Ich nehme an, dass Sie alle ein Atommodell kennen – das ist das Atommodell, das ein Ding oder ein Gebilde zeigt, das auf keinen Fall mehr unteilbar ist. Im Gegenteil: Das Atom besteht aus zwei Teilen, nämlich aus einer Hülle, in der negativ geladene Teilchen namens Elektronen, unterwegs sind und aus einem Kern, in dem positiv geladene Teilchen wie Protonen und neutrale Teilchen wie Neutronen zusammen gehalten werden.

Dann hat man diese schöne klassische Vorstellung, die etwa aus dem Jahre 1912 stammt, dass es einen Atomkern gibt, um den sich die Elektronen auf so genannten Umlaufbahnen herumbewegen.

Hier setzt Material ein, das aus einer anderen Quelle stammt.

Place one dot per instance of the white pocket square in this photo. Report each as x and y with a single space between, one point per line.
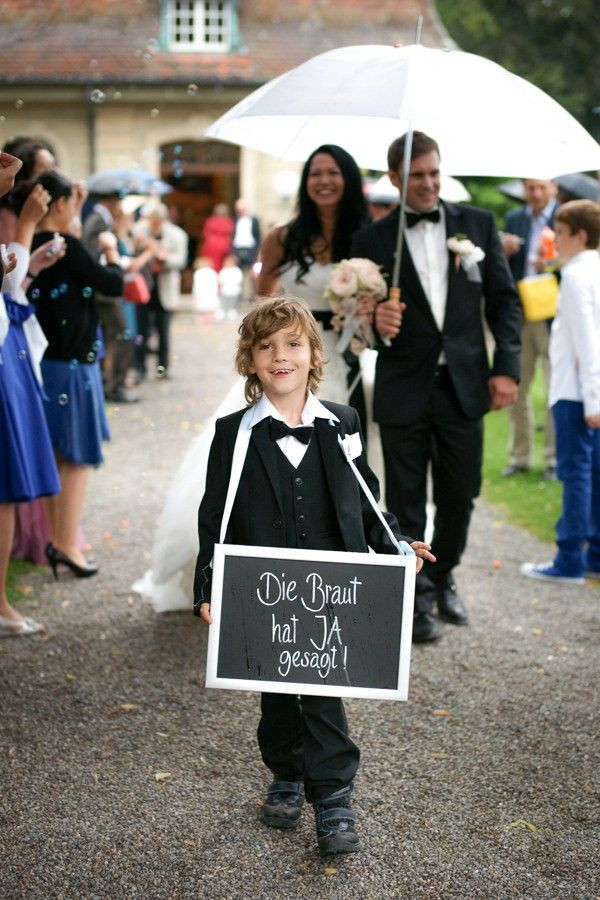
352 445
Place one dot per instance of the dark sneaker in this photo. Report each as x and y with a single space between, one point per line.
283 805
335 824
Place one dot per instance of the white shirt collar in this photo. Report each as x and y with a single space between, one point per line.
313 409
589 253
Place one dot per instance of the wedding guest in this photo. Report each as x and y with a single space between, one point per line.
27 467
303 741
433 381
574 397
170 256
521 241
217 235
205 286
64 299
231 280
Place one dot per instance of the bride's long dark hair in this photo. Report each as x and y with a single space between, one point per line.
307 226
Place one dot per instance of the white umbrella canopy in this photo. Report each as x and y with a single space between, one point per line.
486 120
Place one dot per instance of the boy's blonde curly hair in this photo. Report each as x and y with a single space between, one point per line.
267 316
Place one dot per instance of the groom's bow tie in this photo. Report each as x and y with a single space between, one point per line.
412 218
279 429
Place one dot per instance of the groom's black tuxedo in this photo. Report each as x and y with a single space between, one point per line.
430 413
406 370
257 516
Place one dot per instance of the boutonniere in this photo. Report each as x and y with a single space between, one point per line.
467 254
351 445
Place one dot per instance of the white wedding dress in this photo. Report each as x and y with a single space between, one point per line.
168 584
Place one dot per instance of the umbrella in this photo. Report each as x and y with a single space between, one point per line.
127 181
580 186
383 191
486 120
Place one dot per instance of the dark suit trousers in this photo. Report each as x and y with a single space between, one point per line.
453 444
306 738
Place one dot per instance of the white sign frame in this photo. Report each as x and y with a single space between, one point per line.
222 551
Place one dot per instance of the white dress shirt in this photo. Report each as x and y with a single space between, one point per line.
290 446
427 244
575 335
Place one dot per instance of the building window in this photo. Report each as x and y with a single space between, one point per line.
204 25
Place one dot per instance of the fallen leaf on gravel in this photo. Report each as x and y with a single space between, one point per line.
523 823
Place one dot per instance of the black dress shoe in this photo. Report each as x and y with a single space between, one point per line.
450 606
511 470
425 628
283 805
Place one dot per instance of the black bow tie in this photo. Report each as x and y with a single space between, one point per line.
279 429
412 218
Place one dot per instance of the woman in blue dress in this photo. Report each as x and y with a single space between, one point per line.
27 467
64 299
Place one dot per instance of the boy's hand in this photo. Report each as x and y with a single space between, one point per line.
422 552
205 613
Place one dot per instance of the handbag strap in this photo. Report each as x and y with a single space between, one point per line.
237 464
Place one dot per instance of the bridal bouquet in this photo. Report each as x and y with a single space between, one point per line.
354 287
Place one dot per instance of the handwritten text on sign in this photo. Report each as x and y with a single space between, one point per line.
298 621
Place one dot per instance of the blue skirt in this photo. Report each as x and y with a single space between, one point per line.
75 410
27 467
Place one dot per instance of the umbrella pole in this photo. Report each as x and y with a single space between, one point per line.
394 293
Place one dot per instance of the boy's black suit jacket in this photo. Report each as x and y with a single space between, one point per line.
257 515
406 370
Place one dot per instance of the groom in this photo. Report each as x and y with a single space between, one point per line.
434 383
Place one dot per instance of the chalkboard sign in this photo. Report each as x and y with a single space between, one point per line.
311 622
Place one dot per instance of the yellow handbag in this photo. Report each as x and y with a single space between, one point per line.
538 294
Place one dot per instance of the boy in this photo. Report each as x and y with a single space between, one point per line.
284 500
574 397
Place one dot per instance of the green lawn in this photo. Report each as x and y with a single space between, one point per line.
526 499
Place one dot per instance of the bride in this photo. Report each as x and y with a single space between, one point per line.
297 259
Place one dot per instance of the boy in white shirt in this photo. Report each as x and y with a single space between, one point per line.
574 397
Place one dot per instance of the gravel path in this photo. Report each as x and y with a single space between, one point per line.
483 785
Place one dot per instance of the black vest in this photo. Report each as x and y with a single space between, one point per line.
309 516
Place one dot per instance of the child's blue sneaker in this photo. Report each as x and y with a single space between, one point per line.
283 806
335 824
549 572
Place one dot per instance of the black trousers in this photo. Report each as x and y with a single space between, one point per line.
453 444
306 738
147 315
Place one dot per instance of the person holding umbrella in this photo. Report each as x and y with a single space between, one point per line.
433 382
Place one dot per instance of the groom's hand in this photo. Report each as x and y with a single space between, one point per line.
388 318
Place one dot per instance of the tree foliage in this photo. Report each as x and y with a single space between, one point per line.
552 43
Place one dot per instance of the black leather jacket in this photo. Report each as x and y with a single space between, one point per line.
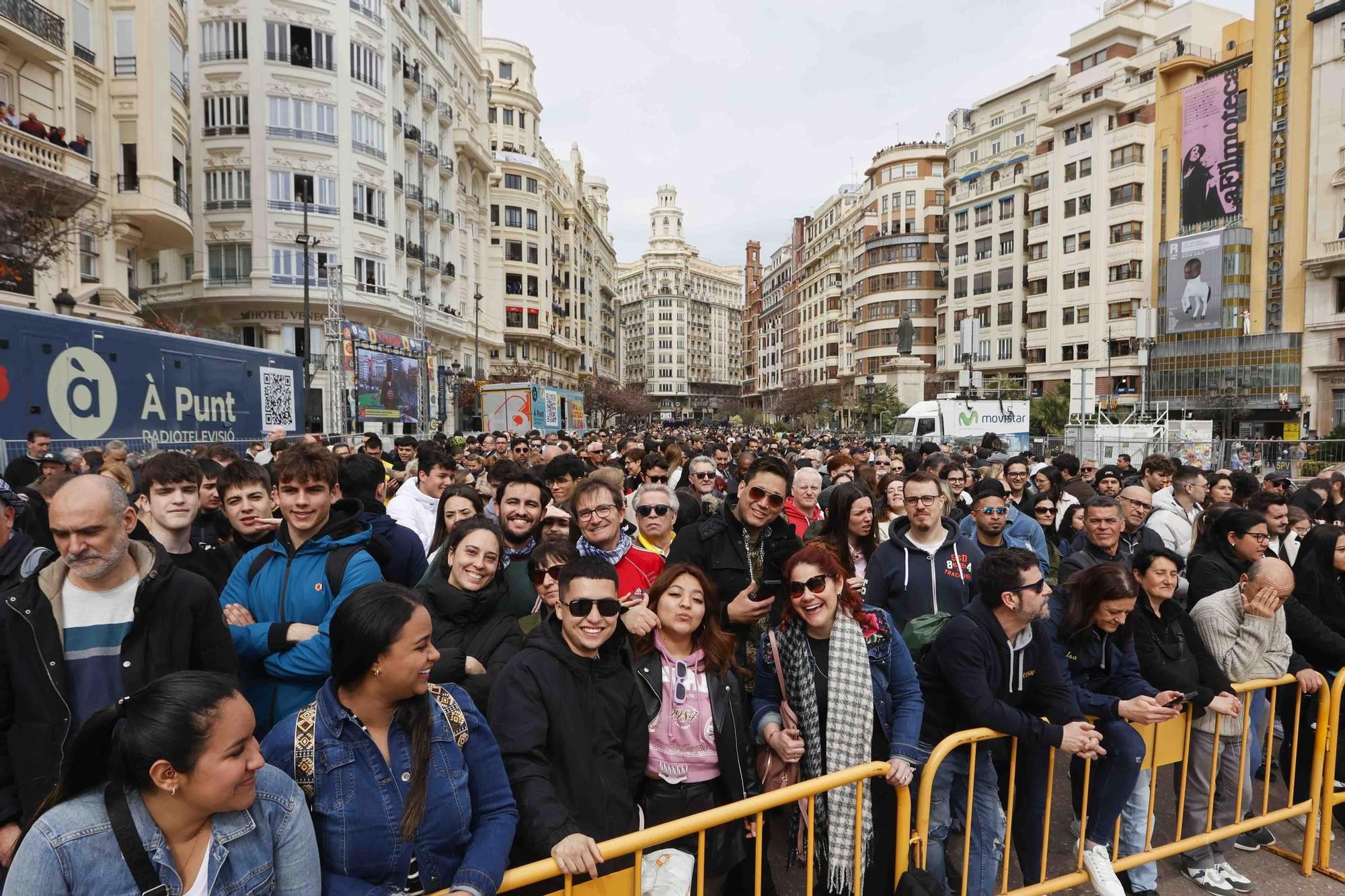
738 763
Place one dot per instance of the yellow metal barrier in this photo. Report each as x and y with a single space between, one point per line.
1167 743
627 883
1331 797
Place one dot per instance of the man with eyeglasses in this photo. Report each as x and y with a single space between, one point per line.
743 549
991 517
1102 544
598 509
656 512
571 727
995 665
926 565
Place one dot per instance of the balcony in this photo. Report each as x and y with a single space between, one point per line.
157 206
34 30
60 179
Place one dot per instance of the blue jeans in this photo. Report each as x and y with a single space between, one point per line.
988 819
1133 823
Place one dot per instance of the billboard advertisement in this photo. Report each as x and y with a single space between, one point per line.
1195 287
1211 165
388 386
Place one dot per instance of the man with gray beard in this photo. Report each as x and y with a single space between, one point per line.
96 624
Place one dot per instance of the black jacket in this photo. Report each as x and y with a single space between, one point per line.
1172 655
732 740
177 626
1213 567
574 737
970 678
470 624
716 546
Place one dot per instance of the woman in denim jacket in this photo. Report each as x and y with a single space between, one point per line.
410 790
849 678
177 760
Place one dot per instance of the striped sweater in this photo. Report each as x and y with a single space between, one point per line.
1245 647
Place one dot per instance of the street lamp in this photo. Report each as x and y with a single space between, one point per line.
309 243
868 401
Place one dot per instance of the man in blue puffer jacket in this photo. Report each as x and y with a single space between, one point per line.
280 598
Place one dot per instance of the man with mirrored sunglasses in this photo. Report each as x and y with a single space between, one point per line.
572 729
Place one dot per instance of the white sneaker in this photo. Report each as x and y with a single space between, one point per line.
1238 881
1210 880
1098 864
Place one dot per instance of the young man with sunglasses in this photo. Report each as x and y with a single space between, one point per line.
743 549
656 512
927 564
571 727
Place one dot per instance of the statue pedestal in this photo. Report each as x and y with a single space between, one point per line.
909 374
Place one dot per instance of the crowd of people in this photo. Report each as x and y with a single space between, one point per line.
404 670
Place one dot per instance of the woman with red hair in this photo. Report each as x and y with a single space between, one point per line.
849 678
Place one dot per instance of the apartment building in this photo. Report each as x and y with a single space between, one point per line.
898 270
680 317
549 232
112 75
1050 192
369 146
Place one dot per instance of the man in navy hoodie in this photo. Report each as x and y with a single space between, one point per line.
927 565
995 665
362 479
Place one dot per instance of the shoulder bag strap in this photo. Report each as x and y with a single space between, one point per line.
306 735
128 841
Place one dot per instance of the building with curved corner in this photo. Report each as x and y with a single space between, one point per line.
371 116
681 321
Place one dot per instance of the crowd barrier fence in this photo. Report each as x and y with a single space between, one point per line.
1167 744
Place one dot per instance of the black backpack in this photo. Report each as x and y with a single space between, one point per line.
337 561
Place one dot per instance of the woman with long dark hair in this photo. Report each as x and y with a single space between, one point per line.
474 637
849 532
1094 642
849 677
173 768
407 783
700 747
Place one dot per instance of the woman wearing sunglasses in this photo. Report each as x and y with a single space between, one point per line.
848 530
892 503
407 784
474 637
656 510
1043 509
849 678
700 748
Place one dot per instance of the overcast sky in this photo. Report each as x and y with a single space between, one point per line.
759 111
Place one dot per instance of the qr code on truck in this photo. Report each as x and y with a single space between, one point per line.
278 399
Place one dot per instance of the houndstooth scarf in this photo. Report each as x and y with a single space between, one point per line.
849 737
588 549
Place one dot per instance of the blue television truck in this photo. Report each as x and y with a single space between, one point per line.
92 381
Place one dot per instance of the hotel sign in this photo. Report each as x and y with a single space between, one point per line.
1281 49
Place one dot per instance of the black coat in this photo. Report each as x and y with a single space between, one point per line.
1214 568
732 740
177 626
1172 655
575 741
716 546
470 624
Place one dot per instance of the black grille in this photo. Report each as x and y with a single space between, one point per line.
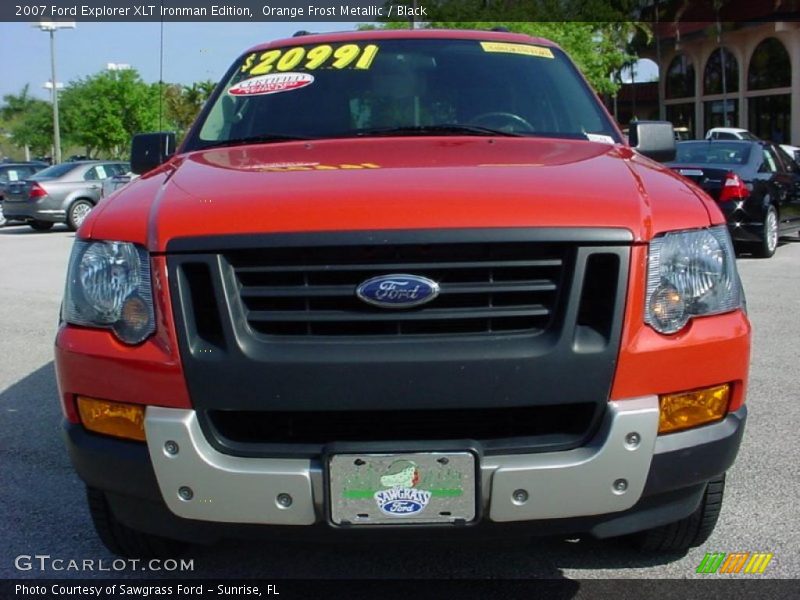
485 288
557 424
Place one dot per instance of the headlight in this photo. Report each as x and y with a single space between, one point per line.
689 274
108 285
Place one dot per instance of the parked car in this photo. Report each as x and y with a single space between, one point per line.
11 172
404 283
754 183
112 184
63 193
730 133
793 152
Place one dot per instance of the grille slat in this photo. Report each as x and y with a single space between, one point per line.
485 288
397 266
348 290
332 315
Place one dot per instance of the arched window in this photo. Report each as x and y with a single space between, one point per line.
680 77
770 66
712 77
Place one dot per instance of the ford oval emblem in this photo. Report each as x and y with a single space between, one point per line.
397 291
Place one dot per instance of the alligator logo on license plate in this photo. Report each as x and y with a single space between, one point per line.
402 499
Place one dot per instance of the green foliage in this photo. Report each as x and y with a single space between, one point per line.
182 103
28 121
102 112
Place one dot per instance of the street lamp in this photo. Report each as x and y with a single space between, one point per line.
51 27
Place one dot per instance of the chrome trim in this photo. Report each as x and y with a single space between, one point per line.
573 483
224 488
579 482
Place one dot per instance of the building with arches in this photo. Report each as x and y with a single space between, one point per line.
744 74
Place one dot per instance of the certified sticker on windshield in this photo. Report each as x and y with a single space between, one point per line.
271 84
526 49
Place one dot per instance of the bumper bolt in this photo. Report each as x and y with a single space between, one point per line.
632 440
519 497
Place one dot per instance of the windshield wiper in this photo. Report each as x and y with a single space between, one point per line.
445 129
256 139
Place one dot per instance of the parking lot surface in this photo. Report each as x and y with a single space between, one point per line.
42 507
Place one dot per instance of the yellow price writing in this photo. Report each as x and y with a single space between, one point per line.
282 60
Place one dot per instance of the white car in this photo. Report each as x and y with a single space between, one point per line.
730 133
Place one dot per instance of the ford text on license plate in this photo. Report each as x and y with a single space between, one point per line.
396 489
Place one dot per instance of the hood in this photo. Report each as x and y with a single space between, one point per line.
399 183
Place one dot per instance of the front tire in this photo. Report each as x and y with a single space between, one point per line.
689 532
769 234
41 225
121 539
77 213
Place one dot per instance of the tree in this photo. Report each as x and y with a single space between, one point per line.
28 121
182 103
102 112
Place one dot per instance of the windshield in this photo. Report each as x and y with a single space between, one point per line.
402 87
55 171
724 153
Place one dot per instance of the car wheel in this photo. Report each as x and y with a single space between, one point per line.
687 533
77 213
121 539
769 234
41 225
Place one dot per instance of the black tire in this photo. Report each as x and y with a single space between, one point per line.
769 236
77 213
41 225
121 539
687 533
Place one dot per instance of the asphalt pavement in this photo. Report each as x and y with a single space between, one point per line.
42 507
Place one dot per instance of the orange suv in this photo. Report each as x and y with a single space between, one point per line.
403 280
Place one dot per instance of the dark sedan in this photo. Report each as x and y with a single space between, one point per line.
754 184
11 172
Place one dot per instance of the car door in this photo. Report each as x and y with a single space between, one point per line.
789 173
779 185
94 182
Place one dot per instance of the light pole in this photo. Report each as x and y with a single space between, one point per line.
51 27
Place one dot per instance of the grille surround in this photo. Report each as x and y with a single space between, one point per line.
484 289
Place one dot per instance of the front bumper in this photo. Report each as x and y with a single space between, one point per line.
32 211
570 491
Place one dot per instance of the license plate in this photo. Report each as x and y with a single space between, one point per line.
396 489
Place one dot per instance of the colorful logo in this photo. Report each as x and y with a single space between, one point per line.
271 84
734 563
398 291
402 499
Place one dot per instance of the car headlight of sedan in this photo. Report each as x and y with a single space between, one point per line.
690 274
108 285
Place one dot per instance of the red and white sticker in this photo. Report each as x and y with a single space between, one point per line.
271 84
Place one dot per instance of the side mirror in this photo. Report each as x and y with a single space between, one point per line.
654 139
149 150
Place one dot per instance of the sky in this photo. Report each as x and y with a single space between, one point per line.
192 51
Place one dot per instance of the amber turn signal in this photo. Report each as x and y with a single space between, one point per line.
690 409
112 418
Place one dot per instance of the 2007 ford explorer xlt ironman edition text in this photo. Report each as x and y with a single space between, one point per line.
403 282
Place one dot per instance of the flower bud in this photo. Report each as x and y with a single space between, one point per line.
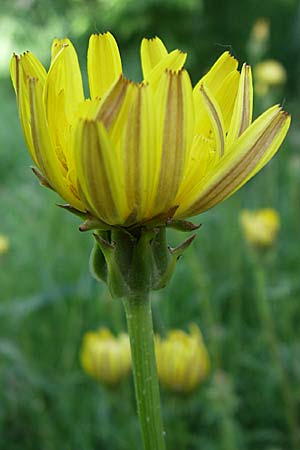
182 360
267 74
104 357
260 227
4 244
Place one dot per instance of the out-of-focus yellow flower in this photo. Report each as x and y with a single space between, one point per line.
4 244
182 360
268 73
260 227
105 357
261 29
135 151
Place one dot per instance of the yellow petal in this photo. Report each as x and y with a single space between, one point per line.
113 108
242 113
219 71
41 142
222 81
202 157
139 152
175 119
216 119
104 63
100 178
152 52
30 67
63 89
225 96
173 61
254 148
63 94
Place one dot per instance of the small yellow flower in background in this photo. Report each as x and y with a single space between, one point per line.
182 360
4 244
261 29
267 74
135 151
104 357
260 227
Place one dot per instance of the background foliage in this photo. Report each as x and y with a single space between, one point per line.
247 305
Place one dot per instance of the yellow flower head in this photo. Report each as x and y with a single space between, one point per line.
182 360
270 72
4 244
105 357
260 227
134 151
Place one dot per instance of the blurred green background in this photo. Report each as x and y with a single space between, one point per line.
247 305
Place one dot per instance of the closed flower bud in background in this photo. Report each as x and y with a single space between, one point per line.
105 357
267 74
182 360
260 227
4 244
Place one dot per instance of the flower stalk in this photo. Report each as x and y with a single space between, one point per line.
140 329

Das ist das „bohrsche Atommodell“, von Niels Bohr, dem dänischen Physiker vorgeschlagen. Es konnte eine wunderbare Erklärung von bestimmten Fähigkeiten und Eigenschaften der Materie geben, sodass man damit sehr zufrieden war. Nur: Von Anfang an war auch da wieder ein kleines logisches Problem, denn letzten Endes wollen wir ja die ganze Welt verstehen, in der wir sind und das ist auch das Planetensystem. Wenn wir im Atom schon ein Planetensystem haben – denn wenn wir einen Kern haben, um den Elektronen kreisen, haben wir ein Planetensystem im Kleinen – dann ist das auch wieder so, als ob wir voraussetzten, was wir erklären wollen. Wir wollen ein Planetensystem – das Sonnensystem – erklären und setzen es im Atom voraus.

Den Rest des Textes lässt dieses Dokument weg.